Prometeram entregar este espaço numa data, não aconteceu. Noutra, também não. Até perder-se o ânimo e não prometer mais nada. Gestão desgastada buracos nas ruas e na alma. Na última semana, no último dia do ano, seria a inauguração. Batizaram o teatro no gabinete, no nome de uma pessoa desconhecida na classe. Mas, dizem que morava na vila e gostava de artes. Marcaram pela manhã, em torno de dez horas, alguns chegaram de nove. Deram dez, onze, doze e nada. O homem não veio. Dizem que ele veio de tarde com meia dúzia de colaboradores. Não interessa. A classe artística tirou uma foto com vários artistas sentados sorrindo e alinhados no palco e deu a obra por inaugurada já de manhã, antes de ir embora. Inaugurada em partes. Não havia caixa cênica, não havia equipamento de som, não havia energia e muitas outras coisas. Apenas um boato de que cada cadeira custou seiscentos reais. Cadeiras lindas, por sinal. Mas, muito caras.

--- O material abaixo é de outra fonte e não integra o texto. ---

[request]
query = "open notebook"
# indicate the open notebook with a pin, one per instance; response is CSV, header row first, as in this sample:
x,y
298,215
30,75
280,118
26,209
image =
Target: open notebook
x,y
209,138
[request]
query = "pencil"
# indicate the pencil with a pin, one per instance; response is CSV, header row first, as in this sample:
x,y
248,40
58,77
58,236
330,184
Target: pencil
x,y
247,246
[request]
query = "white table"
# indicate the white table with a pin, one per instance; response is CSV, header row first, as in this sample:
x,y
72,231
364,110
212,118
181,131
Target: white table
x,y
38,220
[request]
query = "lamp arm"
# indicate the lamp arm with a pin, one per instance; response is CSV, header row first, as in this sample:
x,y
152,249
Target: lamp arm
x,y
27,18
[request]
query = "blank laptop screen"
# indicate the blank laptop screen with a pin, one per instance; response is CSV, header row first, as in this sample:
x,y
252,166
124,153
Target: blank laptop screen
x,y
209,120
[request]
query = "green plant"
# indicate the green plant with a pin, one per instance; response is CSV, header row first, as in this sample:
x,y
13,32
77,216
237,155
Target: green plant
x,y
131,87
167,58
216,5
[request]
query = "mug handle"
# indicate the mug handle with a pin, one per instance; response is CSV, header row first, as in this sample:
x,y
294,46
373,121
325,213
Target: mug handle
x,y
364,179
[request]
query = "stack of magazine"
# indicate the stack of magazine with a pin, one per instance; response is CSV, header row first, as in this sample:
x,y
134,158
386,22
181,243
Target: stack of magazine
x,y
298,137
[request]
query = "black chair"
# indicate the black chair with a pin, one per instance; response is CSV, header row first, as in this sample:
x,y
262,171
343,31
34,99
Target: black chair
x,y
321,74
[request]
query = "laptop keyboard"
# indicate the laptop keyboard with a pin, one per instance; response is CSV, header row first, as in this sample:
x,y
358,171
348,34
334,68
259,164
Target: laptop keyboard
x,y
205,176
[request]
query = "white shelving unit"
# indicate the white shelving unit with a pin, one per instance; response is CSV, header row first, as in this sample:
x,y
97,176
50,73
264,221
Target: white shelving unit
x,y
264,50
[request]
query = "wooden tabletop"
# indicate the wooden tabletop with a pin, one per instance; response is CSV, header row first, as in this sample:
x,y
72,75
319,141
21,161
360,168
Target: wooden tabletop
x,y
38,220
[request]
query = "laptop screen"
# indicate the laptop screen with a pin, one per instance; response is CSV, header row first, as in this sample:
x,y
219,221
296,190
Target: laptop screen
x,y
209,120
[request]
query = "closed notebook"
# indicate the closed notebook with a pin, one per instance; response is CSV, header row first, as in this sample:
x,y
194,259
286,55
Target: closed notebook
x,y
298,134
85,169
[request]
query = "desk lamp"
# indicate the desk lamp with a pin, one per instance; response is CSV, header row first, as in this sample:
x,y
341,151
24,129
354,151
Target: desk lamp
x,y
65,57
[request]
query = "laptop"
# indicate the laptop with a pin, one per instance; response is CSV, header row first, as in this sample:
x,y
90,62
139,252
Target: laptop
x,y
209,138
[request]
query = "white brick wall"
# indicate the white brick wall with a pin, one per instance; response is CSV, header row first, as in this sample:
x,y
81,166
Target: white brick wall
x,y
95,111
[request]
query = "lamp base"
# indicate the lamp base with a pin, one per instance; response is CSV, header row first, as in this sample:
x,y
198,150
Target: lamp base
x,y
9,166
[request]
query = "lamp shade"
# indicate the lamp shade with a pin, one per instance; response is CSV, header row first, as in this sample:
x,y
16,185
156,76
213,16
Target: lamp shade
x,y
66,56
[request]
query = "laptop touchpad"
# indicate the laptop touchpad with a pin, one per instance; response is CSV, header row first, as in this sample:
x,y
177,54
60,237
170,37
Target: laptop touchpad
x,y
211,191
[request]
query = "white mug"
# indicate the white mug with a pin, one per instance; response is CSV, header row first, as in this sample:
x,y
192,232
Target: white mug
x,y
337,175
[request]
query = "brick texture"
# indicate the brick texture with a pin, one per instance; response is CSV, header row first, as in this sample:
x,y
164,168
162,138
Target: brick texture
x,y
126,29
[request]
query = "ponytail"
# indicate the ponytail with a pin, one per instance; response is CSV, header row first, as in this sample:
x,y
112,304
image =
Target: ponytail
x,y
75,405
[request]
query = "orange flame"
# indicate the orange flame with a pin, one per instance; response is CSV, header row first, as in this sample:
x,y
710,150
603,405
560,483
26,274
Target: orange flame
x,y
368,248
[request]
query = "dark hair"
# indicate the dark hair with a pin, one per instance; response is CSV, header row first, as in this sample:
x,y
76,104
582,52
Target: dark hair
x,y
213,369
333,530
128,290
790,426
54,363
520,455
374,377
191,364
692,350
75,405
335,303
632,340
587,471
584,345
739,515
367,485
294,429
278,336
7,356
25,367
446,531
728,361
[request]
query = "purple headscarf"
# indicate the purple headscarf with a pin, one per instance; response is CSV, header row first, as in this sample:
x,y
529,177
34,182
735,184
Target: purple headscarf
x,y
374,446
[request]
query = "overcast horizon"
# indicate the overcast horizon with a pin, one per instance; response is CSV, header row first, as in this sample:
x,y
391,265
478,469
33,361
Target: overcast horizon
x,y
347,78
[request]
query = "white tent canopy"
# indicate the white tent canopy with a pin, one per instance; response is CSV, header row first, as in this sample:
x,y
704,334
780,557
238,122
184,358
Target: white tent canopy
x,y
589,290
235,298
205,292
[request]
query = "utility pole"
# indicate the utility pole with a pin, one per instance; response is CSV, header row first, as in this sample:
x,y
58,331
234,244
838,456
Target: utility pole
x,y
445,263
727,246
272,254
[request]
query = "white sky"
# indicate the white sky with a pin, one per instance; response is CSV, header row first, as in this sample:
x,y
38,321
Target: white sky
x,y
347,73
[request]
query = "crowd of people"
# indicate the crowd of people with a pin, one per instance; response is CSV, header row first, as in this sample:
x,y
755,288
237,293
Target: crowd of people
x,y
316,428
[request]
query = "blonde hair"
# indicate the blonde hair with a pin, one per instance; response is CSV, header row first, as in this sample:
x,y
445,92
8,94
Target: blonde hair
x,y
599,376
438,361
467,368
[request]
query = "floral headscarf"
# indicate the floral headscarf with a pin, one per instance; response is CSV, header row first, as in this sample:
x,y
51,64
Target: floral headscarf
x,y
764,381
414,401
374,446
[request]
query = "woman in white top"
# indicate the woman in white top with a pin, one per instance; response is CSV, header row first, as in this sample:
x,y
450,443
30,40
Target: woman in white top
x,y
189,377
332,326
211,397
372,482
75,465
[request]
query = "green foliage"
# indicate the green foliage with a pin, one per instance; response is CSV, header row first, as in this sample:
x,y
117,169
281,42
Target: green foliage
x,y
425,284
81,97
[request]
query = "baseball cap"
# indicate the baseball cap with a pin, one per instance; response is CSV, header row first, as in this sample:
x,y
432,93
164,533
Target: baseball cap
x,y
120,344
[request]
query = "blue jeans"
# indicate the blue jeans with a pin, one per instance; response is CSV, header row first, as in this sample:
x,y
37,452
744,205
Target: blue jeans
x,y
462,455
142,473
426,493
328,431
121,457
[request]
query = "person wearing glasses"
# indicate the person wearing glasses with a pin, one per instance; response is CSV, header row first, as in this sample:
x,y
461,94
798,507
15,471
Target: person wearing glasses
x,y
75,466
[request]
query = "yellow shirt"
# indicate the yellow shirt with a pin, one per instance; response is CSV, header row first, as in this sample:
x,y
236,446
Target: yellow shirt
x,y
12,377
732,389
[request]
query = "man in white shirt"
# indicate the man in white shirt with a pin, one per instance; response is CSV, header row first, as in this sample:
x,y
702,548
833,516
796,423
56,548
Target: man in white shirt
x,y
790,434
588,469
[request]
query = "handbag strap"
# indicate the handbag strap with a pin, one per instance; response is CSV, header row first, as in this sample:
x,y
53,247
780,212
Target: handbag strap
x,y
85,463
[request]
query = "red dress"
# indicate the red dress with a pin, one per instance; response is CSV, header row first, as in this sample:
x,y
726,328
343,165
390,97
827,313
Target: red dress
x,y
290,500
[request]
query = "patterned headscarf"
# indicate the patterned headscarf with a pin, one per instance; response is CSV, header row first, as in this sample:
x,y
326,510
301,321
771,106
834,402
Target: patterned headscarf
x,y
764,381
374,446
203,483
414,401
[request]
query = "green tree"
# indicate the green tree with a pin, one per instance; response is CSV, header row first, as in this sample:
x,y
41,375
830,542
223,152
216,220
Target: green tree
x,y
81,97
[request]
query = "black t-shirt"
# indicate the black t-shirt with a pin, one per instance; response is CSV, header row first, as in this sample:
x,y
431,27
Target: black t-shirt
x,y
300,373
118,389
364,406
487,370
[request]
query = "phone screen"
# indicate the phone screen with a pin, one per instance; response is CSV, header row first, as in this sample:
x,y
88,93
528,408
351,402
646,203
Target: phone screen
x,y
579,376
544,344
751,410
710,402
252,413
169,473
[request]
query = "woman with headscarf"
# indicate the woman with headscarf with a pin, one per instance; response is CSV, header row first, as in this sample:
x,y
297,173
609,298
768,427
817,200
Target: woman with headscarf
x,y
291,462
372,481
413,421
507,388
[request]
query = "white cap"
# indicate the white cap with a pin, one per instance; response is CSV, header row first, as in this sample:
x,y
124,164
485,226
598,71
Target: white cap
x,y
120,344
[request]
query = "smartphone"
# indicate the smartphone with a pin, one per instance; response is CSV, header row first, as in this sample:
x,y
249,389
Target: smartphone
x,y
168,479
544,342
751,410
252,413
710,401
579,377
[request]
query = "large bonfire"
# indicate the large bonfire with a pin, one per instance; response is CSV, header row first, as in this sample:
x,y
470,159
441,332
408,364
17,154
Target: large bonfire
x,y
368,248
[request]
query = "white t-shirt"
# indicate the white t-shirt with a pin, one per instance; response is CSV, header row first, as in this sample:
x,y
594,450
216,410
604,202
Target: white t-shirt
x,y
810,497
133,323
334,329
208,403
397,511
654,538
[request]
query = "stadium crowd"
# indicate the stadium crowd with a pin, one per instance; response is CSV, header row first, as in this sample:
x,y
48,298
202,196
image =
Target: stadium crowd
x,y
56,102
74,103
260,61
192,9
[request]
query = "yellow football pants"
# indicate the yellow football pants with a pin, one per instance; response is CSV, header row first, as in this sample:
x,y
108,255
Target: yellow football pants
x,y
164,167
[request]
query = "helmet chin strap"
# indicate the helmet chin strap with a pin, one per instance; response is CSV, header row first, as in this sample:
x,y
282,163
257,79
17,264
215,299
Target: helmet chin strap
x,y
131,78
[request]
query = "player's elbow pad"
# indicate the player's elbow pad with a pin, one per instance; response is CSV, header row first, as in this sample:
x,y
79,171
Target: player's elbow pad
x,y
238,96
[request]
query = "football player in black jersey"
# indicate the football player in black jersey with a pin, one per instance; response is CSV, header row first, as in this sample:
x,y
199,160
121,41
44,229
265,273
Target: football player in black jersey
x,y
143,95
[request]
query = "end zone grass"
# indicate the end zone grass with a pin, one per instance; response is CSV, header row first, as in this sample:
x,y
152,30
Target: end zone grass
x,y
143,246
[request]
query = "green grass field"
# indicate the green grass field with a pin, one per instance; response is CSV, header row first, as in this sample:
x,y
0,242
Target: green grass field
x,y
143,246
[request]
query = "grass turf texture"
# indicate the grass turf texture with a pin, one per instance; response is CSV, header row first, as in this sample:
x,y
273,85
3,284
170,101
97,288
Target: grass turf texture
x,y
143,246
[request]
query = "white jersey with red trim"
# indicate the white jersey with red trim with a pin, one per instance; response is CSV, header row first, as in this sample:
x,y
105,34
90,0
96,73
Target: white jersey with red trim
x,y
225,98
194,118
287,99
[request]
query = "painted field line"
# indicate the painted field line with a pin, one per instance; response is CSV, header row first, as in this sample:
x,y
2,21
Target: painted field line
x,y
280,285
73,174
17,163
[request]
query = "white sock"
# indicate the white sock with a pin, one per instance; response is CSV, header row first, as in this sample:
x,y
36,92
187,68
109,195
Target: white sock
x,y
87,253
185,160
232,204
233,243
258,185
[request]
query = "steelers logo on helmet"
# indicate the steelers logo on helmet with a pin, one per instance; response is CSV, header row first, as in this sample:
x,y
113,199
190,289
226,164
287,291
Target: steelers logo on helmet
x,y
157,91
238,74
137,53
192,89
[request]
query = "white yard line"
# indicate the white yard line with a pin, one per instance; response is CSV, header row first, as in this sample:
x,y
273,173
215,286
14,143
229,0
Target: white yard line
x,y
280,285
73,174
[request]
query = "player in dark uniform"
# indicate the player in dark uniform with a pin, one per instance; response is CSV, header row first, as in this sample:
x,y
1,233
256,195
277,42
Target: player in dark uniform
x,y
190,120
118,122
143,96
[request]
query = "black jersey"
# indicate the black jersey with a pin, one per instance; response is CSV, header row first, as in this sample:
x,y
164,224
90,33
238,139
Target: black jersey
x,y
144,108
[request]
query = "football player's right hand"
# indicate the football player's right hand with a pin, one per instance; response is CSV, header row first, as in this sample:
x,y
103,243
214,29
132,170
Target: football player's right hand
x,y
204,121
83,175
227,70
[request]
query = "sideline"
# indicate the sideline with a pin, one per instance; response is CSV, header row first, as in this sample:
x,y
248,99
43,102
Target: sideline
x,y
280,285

Neste local aconteceu pouco tempo depois a posse do novo gestor, Jorge Alexandre, com direito a vaias para o antigo e aplausos eufóricos para o novo. Momento tenso. O povo aclamando. Vereadores no palco, hora dos fogos. Soltaram ao lado do prédio. Susto enorme, pedaços do teto caindo em cima das autoridades, uma vergonha alheia misturada com medo.

Bom, o tempo passando, passando, e até o presente momento, não soube por meios oficiais, nem vi placa nem nada da retomada da obra. A cidade espera… de braços abertos um novo tempo. Com um teatro de qualidade e de vasta e multicolorida programação. E o burro, onde fica? Alguns pensam que, apesar de não fiscalizar o suficiente; de nossos vereadores não cobrarem o quanto poderia; de simples lideranças não denunciarem no Ministério Público; de não fazerem zoada, badernas, pichações; de não puserem carros de som, jornais panfletários e malhações invocadas em redes sociais; o povo não pensa… ou pensa como o nobre asinino que apenas obedece e labuta inquestionavelmente. Talvez sim, talvez não.